Agenda 20/06/2020 às 17:14

Estabilidade para aborto espontâneo e parto de natimorto

Confesso que foram poucas as vezes em que lidei com casos dessa natureza, porém, mesmo raros, eles acontecem e, sobretudo, poucos sabem como lidar e as reais "proprietárias" desse direito dificilmente o conhecem e o utilizam.

A estabilidade de emprego para gestantes é habitualmente conhecida, diante da grande difusão do tratado pelos art. 10, b, "II", do ADCT, bem como, do art. 391-A, da CLT, que assim, dispõem:

Art. 10. Até que seja promulgada a lei complementar a que se refere o art. I, da Constituição:
II - fica vedada a dispensa arbitrária ou sem justa causa:
b) da empregada gestante, desde a confirmação da gravidez até cinco meses após o parto.
Art. 391-A. A confirmação do estado de gravidez advindo no curso do contrato de trabalho, ainda que durante o prazo do aviso prévio trabalhado ou indenizado, garante à empregada gestante a estabilidade provisória prevista na alínea b do inciso II do art. 10 do Ato das Disposições Constitucionais Transitórias.

A criação de tal estabilidade à mulher gestante não comporta muitas discussões, ante a incontrovérsia acerca da necessidade de garantia de condições mínimas de subsistência à trabalhadora, porém, principalmente, ao nascituro.

Visa, ainda, impedir a criação de preconceitos ou condições díspares de tratamento entre homens e mulheres no mercado de trabalho, conforme a Convenção nº. 103 da Organização Internacional do Trabalho - OIT (referendada pelo Governo Brasileiro, através do Decreto 58.820/66).

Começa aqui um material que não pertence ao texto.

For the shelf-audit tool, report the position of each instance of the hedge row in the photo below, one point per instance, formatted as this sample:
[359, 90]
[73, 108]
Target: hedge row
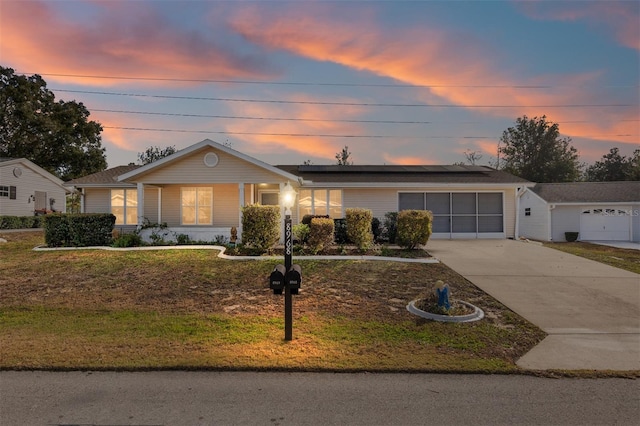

Contudo, essa garantia se estende a mulher que passa por um aborto? Terá o mesmo período de garantia de emprego? A resposta é não e a justificativa é bastante simples.

A criação de tal estabilidade, como dito, assegura a posto de trabalho à mulher, durante todo o período gestacional até 5 (cinco) meses após o parto, para que a mulher, essencialmente, disponha: de meios materiais de subsistência da mãe e do nascituro; possibilitar o devido acompanhamento médico da mãe e do nascituro; possibilitar que a mãe tenha contato com o recém nascido durante os primeiros e essenciais meses de vida da criança.

Em caso de aborto espontâneo ou do nascimento sem vida, interrompemos, ao menos, uma das três características acima indicadas. Dessa forma, por mais sensível o momento em que a trabalhadora esteja, diante da perda de um filho, o empregador não poderia ser sobrecarregado com encargos tão pesados.

Dessa forma, o legislador, com base em estudos e recomendações médicas, atribui garantia de emprego à mulher que tenha abortado ou dado à luz a natimorto, porém, em período menor. Essa é a dicção do art. 395, da CLT, vejamos:

Art. 395 - Em caso de aborto não criminoso, comprovado por atestado médico oficial, a mulher terá um repouso remunerado de 2 (duas) semanas, ficando-lhe assegurado o direito de retornar à função que ocupava antes de seu afastamento.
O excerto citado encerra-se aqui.